The sixth part of the path is wise effort. This has to do with suiting up and showing up even when we really, really don’t feel like it. William James called it “the slow, dull heave of the will,” and likened it to an ox marching through deep mire. Recovering people call it doing the next right thing. Nike calls it “just doing it.” Sylvia Boorstien says that sometimes all the attention to motives and intention and concentration can backfire, and sometimes we do need to just do a thing knowing that the wise inner motivation will return in time. I think it’s a good corrective and provides a really healthy balance, this particular step in the path.

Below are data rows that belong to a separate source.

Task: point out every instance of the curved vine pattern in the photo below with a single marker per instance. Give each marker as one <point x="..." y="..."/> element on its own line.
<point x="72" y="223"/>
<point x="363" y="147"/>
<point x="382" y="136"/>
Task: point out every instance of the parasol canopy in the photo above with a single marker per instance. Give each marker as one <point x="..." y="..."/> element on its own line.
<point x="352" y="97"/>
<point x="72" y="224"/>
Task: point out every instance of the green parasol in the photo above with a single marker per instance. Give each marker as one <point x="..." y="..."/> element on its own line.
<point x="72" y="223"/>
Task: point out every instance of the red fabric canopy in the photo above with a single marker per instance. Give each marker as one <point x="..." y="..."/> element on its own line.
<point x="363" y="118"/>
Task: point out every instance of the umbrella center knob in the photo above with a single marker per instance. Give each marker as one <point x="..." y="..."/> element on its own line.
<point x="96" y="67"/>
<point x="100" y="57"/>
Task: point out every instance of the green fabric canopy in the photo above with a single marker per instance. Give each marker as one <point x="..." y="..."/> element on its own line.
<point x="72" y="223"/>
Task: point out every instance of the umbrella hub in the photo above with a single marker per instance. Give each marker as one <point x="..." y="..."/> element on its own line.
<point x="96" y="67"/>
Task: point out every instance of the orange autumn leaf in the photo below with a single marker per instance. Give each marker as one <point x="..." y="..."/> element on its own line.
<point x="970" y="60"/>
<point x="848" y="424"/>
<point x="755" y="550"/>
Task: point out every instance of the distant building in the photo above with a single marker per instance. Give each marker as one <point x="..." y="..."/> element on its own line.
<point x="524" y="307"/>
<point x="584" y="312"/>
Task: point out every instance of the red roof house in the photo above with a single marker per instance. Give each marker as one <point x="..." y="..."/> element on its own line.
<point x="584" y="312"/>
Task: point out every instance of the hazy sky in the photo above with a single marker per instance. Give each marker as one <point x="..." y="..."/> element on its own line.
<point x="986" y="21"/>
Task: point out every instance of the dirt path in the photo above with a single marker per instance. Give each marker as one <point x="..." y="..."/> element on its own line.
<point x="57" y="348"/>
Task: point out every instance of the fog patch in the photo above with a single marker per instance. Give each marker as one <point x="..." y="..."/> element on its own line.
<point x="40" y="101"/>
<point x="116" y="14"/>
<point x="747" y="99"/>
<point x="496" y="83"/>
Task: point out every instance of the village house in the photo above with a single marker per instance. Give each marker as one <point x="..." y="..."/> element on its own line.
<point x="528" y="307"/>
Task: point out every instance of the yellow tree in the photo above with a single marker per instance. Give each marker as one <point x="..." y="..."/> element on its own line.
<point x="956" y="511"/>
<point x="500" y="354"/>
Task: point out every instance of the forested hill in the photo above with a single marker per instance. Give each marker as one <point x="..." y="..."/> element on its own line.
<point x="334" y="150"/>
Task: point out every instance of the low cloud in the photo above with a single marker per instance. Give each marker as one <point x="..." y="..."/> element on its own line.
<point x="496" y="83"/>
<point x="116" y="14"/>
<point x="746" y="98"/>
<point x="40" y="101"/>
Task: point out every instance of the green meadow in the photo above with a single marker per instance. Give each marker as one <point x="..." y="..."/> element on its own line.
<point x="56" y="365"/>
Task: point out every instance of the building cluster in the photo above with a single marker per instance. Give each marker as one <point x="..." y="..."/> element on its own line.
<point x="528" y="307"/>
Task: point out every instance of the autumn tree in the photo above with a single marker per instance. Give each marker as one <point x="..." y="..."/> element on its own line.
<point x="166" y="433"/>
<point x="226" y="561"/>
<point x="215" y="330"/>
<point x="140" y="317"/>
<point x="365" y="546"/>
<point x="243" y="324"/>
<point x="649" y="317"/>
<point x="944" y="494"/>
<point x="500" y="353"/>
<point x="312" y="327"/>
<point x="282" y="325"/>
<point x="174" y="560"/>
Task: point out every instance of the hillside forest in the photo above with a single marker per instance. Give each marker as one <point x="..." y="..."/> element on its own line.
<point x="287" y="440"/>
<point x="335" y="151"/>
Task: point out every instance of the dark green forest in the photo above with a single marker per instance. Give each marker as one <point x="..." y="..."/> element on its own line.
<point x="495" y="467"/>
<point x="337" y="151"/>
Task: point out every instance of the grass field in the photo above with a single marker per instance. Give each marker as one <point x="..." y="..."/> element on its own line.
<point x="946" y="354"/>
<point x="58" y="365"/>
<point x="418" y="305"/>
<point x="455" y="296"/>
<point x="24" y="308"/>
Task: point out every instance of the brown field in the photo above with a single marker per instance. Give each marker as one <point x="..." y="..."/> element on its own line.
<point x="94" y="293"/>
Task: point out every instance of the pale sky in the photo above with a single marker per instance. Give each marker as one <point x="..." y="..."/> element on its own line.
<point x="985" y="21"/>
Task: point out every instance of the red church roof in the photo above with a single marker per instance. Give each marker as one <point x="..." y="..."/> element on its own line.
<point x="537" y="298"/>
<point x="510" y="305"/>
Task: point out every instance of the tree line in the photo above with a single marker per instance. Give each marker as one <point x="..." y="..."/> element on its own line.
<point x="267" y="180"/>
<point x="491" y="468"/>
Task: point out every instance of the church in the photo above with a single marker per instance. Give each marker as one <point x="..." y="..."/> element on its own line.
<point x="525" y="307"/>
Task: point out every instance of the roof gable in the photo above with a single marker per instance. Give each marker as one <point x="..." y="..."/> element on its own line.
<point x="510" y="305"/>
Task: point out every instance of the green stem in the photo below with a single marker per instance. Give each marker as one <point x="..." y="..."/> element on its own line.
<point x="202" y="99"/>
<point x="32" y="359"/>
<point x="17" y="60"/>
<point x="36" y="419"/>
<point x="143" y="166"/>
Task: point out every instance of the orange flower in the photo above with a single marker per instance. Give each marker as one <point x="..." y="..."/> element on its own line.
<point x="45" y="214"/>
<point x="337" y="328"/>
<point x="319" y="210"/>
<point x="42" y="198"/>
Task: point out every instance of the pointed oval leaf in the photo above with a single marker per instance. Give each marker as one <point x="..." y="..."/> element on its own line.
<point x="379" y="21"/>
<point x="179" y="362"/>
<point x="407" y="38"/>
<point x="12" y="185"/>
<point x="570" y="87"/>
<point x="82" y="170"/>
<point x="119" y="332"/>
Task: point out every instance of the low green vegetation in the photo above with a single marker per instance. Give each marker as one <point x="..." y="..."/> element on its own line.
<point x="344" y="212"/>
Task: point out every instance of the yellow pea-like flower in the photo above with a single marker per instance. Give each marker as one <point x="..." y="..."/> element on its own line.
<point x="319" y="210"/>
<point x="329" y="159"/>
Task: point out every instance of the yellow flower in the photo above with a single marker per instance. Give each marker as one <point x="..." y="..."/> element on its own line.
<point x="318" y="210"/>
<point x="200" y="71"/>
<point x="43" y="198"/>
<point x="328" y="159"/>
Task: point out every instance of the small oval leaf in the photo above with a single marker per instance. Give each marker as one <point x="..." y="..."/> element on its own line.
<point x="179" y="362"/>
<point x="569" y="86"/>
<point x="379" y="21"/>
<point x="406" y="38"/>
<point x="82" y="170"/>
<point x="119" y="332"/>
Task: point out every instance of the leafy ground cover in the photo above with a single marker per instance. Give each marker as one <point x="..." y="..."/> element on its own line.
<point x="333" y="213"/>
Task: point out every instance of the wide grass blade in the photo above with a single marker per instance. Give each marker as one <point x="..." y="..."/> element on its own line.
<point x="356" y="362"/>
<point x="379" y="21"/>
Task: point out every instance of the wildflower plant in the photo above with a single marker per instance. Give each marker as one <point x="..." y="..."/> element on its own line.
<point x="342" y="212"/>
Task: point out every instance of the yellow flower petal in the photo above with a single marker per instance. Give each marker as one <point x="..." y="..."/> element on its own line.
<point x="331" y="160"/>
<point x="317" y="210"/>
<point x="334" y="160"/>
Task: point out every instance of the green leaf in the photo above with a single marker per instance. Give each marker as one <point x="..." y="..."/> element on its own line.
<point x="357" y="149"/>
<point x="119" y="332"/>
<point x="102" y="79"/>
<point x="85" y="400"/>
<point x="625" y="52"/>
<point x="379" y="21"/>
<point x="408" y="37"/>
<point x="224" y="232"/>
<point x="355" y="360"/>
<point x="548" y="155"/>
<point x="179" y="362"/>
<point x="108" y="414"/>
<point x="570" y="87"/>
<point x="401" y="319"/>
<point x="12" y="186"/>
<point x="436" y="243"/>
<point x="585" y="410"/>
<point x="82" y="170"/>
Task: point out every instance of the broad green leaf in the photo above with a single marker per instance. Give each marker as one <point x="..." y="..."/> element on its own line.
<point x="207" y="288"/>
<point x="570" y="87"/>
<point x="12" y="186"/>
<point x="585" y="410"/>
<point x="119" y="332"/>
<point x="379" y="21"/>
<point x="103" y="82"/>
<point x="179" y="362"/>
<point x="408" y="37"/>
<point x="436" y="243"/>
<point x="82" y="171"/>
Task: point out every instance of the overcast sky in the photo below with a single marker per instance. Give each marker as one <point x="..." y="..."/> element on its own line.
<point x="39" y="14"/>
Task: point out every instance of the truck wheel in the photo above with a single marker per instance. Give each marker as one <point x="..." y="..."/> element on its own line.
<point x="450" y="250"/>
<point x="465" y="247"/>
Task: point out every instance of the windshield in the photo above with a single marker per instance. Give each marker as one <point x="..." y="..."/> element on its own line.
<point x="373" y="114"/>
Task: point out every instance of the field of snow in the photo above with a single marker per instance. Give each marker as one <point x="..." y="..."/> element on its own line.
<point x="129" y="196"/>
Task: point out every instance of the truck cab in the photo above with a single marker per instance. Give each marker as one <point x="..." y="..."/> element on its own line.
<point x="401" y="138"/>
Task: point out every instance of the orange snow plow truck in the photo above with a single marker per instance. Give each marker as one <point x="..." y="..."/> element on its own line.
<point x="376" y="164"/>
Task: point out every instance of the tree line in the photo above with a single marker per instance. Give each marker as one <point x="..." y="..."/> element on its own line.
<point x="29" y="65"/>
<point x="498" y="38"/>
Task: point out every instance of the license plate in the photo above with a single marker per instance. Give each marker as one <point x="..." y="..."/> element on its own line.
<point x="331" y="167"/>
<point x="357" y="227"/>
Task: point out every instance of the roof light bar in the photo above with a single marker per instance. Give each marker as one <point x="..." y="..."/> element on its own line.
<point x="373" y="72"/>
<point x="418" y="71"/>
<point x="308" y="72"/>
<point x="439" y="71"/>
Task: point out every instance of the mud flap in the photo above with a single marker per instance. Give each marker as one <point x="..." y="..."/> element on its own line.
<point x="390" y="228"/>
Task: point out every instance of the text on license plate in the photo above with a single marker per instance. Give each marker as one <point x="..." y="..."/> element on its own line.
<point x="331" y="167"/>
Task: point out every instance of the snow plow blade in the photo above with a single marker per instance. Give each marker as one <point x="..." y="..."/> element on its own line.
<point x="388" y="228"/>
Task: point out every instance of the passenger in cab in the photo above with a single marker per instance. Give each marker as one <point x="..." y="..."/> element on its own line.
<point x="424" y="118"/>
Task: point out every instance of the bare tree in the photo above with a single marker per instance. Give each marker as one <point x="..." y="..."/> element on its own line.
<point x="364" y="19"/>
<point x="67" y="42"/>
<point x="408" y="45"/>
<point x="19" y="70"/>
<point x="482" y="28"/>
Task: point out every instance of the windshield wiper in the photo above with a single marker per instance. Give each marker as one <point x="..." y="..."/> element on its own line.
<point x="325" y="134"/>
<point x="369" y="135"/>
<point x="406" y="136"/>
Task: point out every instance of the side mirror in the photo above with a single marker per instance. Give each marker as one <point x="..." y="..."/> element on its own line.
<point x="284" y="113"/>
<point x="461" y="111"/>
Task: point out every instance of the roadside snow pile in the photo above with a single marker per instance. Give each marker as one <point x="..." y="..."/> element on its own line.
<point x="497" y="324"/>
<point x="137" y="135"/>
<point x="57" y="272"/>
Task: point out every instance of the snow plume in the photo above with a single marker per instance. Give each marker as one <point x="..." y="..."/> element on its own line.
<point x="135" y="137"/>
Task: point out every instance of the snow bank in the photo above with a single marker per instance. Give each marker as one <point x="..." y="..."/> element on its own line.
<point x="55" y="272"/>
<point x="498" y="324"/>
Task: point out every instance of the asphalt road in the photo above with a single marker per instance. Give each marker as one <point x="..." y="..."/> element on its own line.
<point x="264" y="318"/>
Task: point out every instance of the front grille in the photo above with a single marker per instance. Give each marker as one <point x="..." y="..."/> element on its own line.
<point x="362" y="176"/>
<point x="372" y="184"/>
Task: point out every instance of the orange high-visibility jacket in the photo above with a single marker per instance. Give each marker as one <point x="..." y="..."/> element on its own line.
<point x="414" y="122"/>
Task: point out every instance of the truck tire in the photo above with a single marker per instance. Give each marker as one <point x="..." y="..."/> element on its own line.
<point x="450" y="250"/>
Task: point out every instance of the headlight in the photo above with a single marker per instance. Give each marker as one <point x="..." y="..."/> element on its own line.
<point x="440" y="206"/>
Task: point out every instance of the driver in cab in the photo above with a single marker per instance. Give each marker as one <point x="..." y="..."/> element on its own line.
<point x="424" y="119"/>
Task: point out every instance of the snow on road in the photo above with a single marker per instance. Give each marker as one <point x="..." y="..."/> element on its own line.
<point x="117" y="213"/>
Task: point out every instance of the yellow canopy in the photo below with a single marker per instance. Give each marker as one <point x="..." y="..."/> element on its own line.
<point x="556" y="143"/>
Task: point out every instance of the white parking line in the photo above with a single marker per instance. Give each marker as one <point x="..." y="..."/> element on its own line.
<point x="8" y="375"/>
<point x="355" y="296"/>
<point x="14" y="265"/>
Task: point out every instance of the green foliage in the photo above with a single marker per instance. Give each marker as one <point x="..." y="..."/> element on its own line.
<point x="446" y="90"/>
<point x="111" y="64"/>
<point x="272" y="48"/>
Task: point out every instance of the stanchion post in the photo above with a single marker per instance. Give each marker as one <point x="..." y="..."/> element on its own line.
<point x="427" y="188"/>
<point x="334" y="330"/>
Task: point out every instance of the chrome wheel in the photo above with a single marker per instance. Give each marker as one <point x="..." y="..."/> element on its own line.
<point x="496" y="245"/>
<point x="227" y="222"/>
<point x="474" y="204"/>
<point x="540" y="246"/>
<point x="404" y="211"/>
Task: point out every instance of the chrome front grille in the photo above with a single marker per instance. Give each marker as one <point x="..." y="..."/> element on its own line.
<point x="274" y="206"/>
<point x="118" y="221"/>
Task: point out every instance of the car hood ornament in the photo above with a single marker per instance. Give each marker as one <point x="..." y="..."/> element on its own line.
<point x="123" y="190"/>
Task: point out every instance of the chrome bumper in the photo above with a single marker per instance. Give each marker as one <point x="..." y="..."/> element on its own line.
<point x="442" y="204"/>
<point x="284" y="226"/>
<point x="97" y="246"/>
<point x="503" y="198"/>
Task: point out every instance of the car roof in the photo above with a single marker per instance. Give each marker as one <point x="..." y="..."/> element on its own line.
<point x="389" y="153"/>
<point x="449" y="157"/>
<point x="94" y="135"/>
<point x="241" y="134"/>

And that is the final piece of the path that we will look at today, leaving two for next week. In conclusion, I want to reiterate that the eightfold path begins and ends with the inner life. Indeed, the first two steps, wise understanding and motivation, keep us first anchored in inner wisdom as source, and then the final two steps, wise mindfulness and concentration, keep us monitoring our thoughts and attention. It is only in the middle that we have the more external parts of the path. We might think of these middle, external parts as the tip of the iceberg which others can observe, but beneath the surface are the foundation and the reflectiveness of the first and last steps in the path. But the important thing to remember is that in all of it, the goal is simple. The point of all of it, says Boorstein, is to remember that suffering happens when we tighten our minds around anything. It even happens, she says, when we tighten our minds around a spiritual practice, around BUDDHISM! Trying to nail it down, to really figure it out and do it right! That’s the great irony. The antidote is to loosen the grip, allow the mind to untighten, let go, and let there be some blank spaces and fresh air up there. The eightfold path, she says, helps decondition the mind from impulsive, unconscious responses, and helps habituate the mind to a kind of spaciousness and a less tight grip.

It’s really very easy, my husband often reminds me, all you have to do is change your whole life.